A visitor will surely be able to imagine life as it was during this time by taking in the passing scenery of rice paddies, temples and examples of masonry of the period by bike.
The best way to take in the sights of Asuka Village is by Bicycle. There are a variety of sizes of bikes available for rent, from 18 inches for children to 27 inches as well as bikes fitted with a baby seat to accommodate families with young children and even electrically assisted bikes. Bikes are able to be rented at any one of the five bike stands around the village, such as in front of the Kintetsu Asuka Station or Kashihara Jingumae Station which is on the way to Osaka and Kyoto. Bikes can be returned to any one of the bike stands after your ride.
Discovering History at the Ancient Ruins
There are many historical gravesites of the rulers of the Asuka Period (592-710 AD) easily accessible from the Asuka Station, one being Ishibutai is one of the largest traditional rectangle burial mounds in Japan. The upper section of the burial mound has been lost over the years, exposing the actual tomb housed within it. The public park where Ishibutai is situated hosts the annual Ancient Asuka Culture Festival, providing visitors with a great opportunity to experience the local fourteen hundred year old traditional arts and culture.
There are many historical temples to be discovered while cycling through the beautiful landscapes of rice fields and country side surrounding the village. The Tachibanadera Temple which was rebuilt in 1864, located on the way to Ishibutai Burial Mound from Asuka Station, is the birthplace of Prince Shotoku (574-622AD) who penned the first laws of Japan. His image was previously featured on various Japanese yen bills.

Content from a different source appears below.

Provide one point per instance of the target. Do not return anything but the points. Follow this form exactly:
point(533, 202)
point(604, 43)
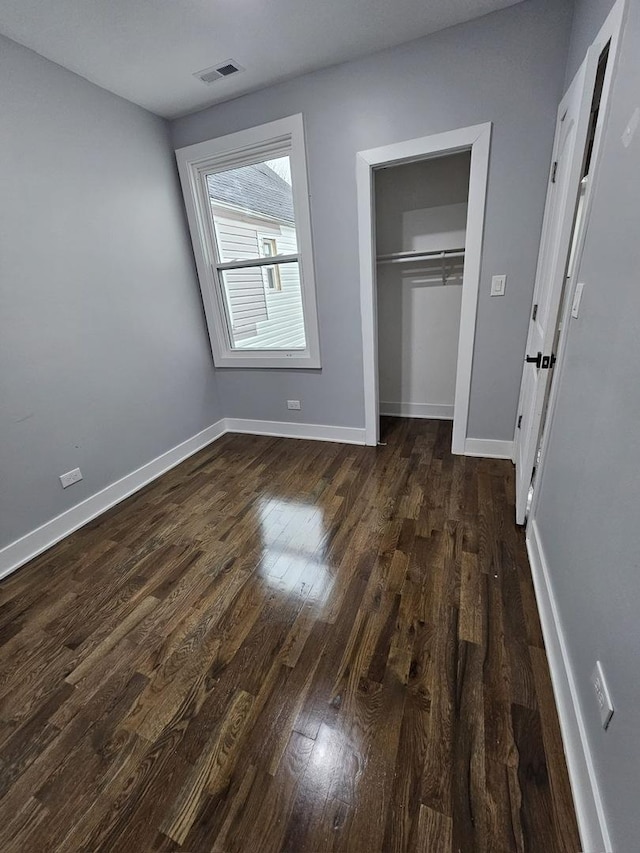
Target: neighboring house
point(253, 213)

Other places of interest that are well worth a visit include the Asuka Temple, erected in the Sixth Century making it the oldest Buddhist Temple in Japan, or the ruins of the ancient Takamatsuzuka Tomb where a very well preserved, richly colored painting of four elegant women of the period was discovered. A noteworthy site in Asuka is also the Oni-no-Manaita Stone (or The Devil’s Chopping Board) where, mythologically Oni (or Japanese Devil) sacrificed humans for food.

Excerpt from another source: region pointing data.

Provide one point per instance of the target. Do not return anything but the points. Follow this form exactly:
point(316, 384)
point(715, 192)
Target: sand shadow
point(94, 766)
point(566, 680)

Enjoying the views of the countryside that changes with each season
South of the district of Temples and historic ruins lies the Asuka river which runs through the center of the Village, feeding the many rice paddy terraces with water. The beautiful panorama of the rice paddy terraces changes with each of the four seasons, the mirror like reflection of the early summer sky in June and beauty of the red Higanbana Flowers in Autumn are especially charming.
Speech guidance is available in four Languages by using a special ‘Speech Guidance Pen’ which a visitor is able to rent at any one of five locations around Asuka such as the Asuka Historical National Government Park Hall. The Speech Guidance Pen provides visitors with explanations and speech guidance of 37 tourist attractions within the village by simply scanning the provided map with the pen.

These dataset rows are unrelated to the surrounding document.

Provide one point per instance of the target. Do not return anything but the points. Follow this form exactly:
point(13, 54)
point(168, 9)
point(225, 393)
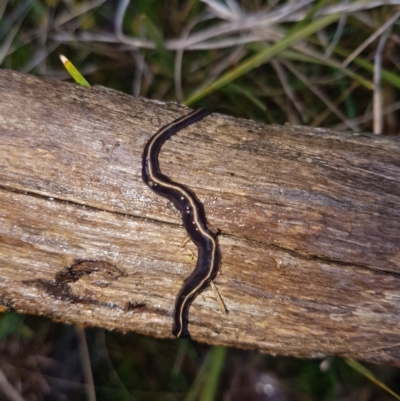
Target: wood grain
point(309, 221)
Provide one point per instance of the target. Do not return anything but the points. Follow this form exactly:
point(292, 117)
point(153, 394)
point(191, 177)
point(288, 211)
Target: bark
point(309, 221)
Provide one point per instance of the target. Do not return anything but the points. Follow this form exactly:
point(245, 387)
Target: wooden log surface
point(309, 221)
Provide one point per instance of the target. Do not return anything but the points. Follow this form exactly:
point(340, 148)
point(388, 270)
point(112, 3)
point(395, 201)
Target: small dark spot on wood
point(59, 288)
point(134, 306)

Speech Guidance is available in Japanese, English, Simplified Chinese and Korean, for 500yen, available from 9:30am – 5pm, 9:30 am -4:30pm between December and February.
Being one of the places where the first laws were written, which became a part of forming the nation of Japan, Asuka Village is an important place in Japanese history, and therefore a recommended destination for anyone interested in traditional architecture, or wishing to take a step back in time to ancient Japan.